In my family, we have thanksgiving traditions that date back generations (literally) and as my family grows, new traditions are being embraced. Yet, through all the changes, the one thing that remains constant is the feeling of warmth and connection that traditions bring. I love that my birthday party has been built into to our thanksgiving tradition because I know that, like with all traditions, this was done with purpose, thought, and intentionality. The heightened attention around this celebration has always made it feel just a bit more magical and lent a certain spirit around the table.

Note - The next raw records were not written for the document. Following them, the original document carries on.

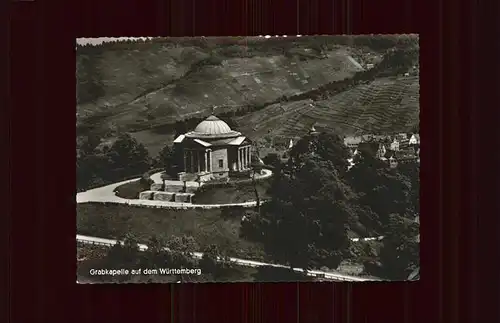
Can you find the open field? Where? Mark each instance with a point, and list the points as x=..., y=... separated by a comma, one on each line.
x=238, y=193
x=205, y=226
x=132, y=86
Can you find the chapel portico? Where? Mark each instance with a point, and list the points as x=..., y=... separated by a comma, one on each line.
x=213, y=150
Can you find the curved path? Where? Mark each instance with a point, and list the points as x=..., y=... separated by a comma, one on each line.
x=241, y=262
x=106, y=194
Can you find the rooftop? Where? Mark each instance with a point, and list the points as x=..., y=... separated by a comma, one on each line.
x=212, y=127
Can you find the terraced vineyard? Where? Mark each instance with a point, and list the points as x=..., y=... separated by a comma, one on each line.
x=386, y=105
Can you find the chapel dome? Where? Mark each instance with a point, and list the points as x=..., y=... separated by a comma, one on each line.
x=212, y=127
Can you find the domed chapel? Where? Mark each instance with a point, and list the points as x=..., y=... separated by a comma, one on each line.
x=212, y=151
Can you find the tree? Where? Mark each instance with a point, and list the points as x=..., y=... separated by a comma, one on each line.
x=399, y=254
x=382, y=189
x=306, y=221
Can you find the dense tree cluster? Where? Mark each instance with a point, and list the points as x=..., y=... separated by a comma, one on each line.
x=316, y=202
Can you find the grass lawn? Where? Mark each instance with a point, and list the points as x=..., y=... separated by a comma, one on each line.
x=205, y=226
x=131, y=190
x=237, y=193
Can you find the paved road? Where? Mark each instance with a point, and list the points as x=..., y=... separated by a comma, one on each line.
x=241, y=262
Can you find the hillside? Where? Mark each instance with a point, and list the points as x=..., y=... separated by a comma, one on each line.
x=134, y=85
x=386, y=105
x=277, y=86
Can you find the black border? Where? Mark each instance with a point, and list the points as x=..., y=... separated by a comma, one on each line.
x=453, y=118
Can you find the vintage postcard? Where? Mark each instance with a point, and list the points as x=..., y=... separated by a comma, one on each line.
x=248, y=159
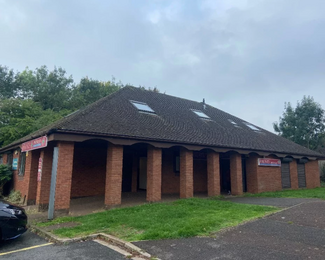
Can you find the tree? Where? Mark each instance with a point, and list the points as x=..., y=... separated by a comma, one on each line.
x=8, y=86
x=20, y=117
x=304, y=124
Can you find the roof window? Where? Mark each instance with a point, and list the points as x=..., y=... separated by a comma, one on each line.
x=142, y=107
x=254, y=128
x=233, y=123
x=200, y=114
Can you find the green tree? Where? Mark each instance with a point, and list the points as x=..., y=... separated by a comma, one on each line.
x=89, y=91
x=51, y=89
x=8, y=86
x=304, y=124
x=20, y=117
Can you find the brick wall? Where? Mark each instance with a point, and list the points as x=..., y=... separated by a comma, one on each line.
x=89, y=171
x=312, y=174
x=236, y=174
x=154, y=174
x=64, y=176
x=293, y=175
x=113, y=185
x=170, y=180
x=186, y=173
x=213, y=172
x=43, y=186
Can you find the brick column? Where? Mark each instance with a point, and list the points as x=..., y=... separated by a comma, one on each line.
x=5, y=158
x=153, y=174
x=312, y=174
x=64, y=176
x=31, y=168
x=135, y=167
x=213, y=167
x=114, y=166
x=43, y=186
x=294, y=175
x=186, y=173
x=236, y=175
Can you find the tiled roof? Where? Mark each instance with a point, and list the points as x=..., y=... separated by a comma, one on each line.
x=173, y=121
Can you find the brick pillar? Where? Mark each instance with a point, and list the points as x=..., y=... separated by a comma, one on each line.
x=31, y=168
x=43, y=186
x=5, y=158
x=236, y=175
x=64, y=176
x=294, y=175
x=312, y=174
x=213, y=167
x=114, y=167
x=153, y=174
x=186, y=173
x=135, y=167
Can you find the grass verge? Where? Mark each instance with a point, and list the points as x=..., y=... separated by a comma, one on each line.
x=181, y=218
x=318, y=193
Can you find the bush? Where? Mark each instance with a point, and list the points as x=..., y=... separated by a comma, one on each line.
x=5, y=176
x=14, y=197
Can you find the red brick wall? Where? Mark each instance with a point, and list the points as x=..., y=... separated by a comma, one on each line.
x=294, y=175
x=64, y=176
x=251, y=174
x=269, y=178
x=154, y=174
x=200, y=176
x=113, y=185
x=186, y=173
x=312, y=174
x=31, y=169
x=262, y=178
x=43, y=186
x=170, y=181
x=213, y=172
x=89, y=171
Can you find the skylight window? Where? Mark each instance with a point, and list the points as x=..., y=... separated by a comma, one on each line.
x=200, y=114
x=254, y=128
x=233, y=123
x=142, y=107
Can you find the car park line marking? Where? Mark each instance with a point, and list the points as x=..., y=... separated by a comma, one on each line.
x=26, y=248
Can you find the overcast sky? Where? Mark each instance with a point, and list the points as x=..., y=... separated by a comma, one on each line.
x=246, y=57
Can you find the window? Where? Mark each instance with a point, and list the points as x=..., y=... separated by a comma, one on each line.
x=200, y=114
x=142, y=107
x=22, y=164
x=254, y=128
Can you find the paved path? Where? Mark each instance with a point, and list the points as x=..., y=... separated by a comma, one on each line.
x=31, y=246
x=295, y=233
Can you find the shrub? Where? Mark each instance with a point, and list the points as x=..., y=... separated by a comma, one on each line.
x=5, y=176
x=14, y=197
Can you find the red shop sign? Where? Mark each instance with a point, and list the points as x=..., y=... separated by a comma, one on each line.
x=269, y=162
x=34, y=144
x=39, y=172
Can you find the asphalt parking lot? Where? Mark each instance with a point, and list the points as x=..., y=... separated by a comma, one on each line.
x=31, y=246
x=292, y=234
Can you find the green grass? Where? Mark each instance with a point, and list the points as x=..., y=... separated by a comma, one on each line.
x=318, y=193
x=181, y=218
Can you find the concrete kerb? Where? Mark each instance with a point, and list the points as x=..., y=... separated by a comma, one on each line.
x=127, y=246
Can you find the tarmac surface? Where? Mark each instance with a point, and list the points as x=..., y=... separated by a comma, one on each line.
x=294, y=233
x=31, y=246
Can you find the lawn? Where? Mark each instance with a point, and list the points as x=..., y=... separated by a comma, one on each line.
x=301, y=193
x=181, y=218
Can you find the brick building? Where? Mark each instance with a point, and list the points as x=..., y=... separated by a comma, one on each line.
x=138, y=140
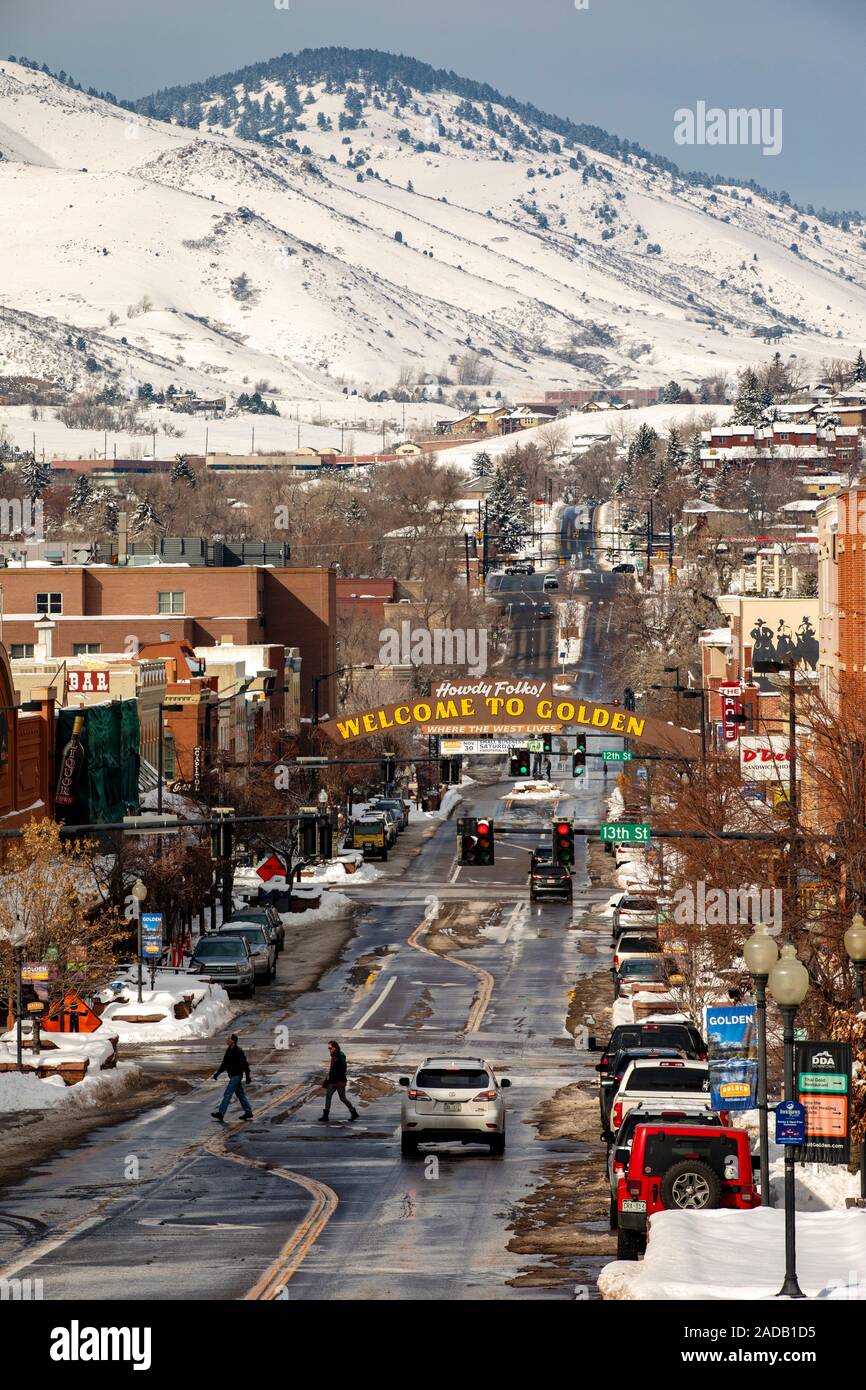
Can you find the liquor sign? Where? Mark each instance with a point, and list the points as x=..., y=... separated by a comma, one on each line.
x=823, y=1089
x=730, y=708
x=71, y=763
x=88, y=683
x=152, y=936
x=763, y=758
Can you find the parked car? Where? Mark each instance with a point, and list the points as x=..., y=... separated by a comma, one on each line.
x=638, y=972
x=453, y=1098
x=681, y=1168
x=262, y=948
x=684, y=1036
x=549, y=880
x=609, y=1084
x=267, y=916
x=651, y=1114
x=370, y=834
x=670, y=1079
x=634, y=943
x=224, y=961
x=634, y=911
x=396, y=806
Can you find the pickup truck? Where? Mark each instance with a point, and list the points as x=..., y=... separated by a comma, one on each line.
x=370, y=836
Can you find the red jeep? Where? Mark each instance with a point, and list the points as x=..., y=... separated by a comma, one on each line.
x=681, y=1168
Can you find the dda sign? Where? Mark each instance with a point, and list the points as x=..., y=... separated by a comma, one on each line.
x=623, y=833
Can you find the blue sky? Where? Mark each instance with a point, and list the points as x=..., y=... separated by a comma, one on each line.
x=623, y=64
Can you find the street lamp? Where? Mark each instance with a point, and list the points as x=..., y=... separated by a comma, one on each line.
x=761, y=955
x=18, y=937
x=788, y=983
x=855, y=945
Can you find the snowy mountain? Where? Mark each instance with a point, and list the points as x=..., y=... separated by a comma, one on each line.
x=352, y=230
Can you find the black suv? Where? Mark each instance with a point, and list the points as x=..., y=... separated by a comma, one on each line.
x=548, y=880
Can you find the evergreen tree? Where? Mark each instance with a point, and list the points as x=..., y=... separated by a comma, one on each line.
x=749, y=403
x=35, y=476
x=508, y=506
x=143, y=519
x=674, y=455
x=642, y=448
x=181, y=469
x=356, y=513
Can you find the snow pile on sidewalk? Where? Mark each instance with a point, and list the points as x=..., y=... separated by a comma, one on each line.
x=331, y=905
x=209, y=1004
x=727, y=1254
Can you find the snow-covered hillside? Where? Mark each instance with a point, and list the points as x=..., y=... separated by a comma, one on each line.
x=399, y=246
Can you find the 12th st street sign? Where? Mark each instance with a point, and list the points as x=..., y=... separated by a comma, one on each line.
x=623, y=833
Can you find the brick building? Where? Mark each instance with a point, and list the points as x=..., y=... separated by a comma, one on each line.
x=89, y=609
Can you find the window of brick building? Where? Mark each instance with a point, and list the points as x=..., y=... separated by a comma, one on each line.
x=171, y=601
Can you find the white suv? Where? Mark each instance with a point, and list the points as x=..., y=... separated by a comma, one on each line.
x=452, y=1098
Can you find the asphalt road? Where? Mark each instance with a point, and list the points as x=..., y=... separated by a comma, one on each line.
x=445, y=961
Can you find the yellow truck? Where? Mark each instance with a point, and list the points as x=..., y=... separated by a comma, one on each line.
x=370, y=836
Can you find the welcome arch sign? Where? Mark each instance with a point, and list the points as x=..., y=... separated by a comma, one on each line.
x=510, y=705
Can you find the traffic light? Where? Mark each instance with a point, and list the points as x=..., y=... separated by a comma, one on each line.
x=578, y=756
x=484, y=848
x=519, y=762
x=474, y=841
x=563, y=841
x=307, y=836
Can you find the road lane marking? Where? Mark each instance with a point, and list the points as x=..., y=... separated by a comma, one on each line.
x=485, y=986
x=392, y=980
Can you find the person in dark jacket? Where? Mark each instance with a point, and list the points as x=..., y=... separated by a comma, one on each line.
x=238, y=1070
x=335, y=1080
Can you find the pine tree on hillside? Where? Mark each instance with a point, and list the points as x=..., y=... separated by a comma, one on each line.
x=143, y=519
x=674, y=455
x=749, y=403
x=182, y=470
x=35, y=476
x=642, y=446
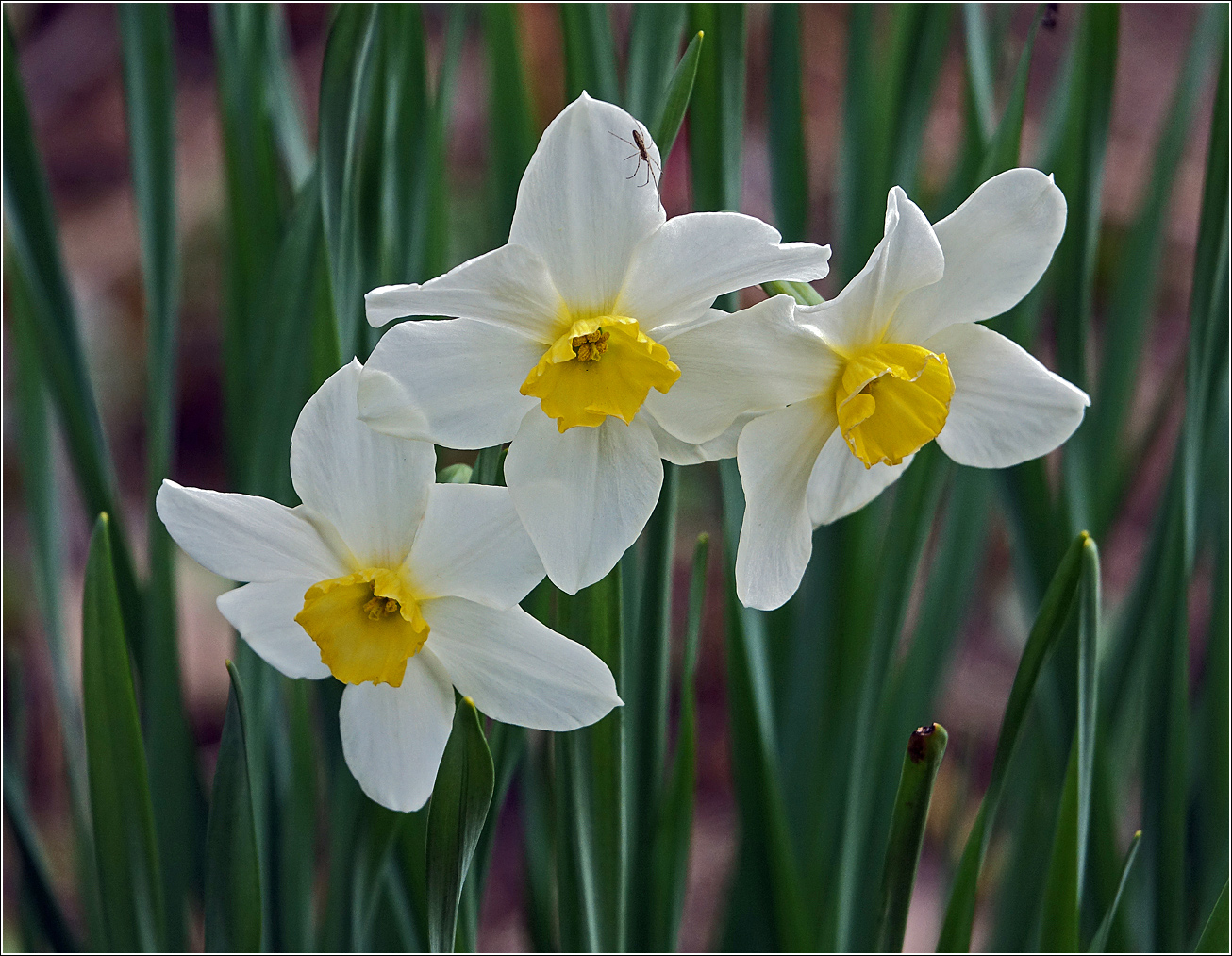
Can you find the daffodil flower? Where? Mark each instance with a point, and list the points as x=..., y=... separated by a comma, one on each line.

I find that one of the most special and comforting aspects of yoga is that it too is steeped in tradition. The word yoga, comes from the Sanskrit root “yuj”, meaning to join, unify or become one with. All yoga consists of teachings that are passed from teacher to student. This tradition dates back more than 5000 years! Traditions can have a positive impact on our health and the health of our future generations.
Let’s explore a few of the other benefits of tradition through our yoga lens.
Identity: Traditions tell a story and allow us to understand the roots in which we’ve evolved. In yoga, the importance of the teacher/student relationship cannot and should not be minimized. The direct transmission of knowledge from teacher to student allows this ancient practice to thrive with consistency and without misinterpretation. It is this strong tradition that allows the core of the practice to be preserved, while simultaneously progressing.
Practicing traditions in family can offer a similar magic. Emory University psychologist Marshall Duke discovered that children who had an intimate knowledge of their family’s history were more resilient, better able to manage life stressors, and had more self-confidence than those who didn’t. It was concluded, that understanding your past and knowing that you belong to something bigger than yourself increases your ability to thrive.
Bonds: T.K.V. Desikachar (a master teacher who transformed the way yoga was practiced and turned it into both a wellness concept and a therapy) strongly expressed the powerful role that relationships play in the healing process. Coincidentally, there is compelling evidence that strong relationships contribute to a long, healthy, and happy life. Researchers have consistently found that families that engage in regular traditions report stronger connection and unity than those who don’t have these rituals. These interactions invite in more trust, intimacy, and help establish a bond that allows us to feel we are part of something unique and special. Further studies have found that those who feel they have friends and family to count on are better able to manage stress and are more satisfied with their personal health.Values: One of the main purposes of traditions is to instill and reinforce values. In Patanjali’s 8 limbs of yoga (Get to Know the 8 Limbs of Yoga), a guide to living a meaning and purposeful life, a list of values are offered as the first 2 steps on the path to vital health, peace and wholeness. Traditions allow for the development of strong family values, which have been shown to help create a stable foundation for a family to thrive through crisis and challenge. Family values also influence the way children perceive themselves and the world around them. When we communicate, and live those values, our children learn to express themselves, problem solve, grow from mistakes, and develop other skills that lead to fulfilling lives.
With personal face-to-face connection and intimacy becoming less and less a part of how we move through the world, it is that much more important the we utilize every opportunity to maintain and practice the traditions that we hold dear. In my growing family, it’s been fun keeping the core of our childhood traditions alive and allowing them to evolve and change with the times. If you’re reflecting on this and having a hard time identifying what your traditions look like, or simply no longer relate with the ones from your childhood, start your own! Perhaps you start by reaching out to family or close friends to express your gratitude or calling upon your loved ones to help you establish impactful rituals and long lasting memories.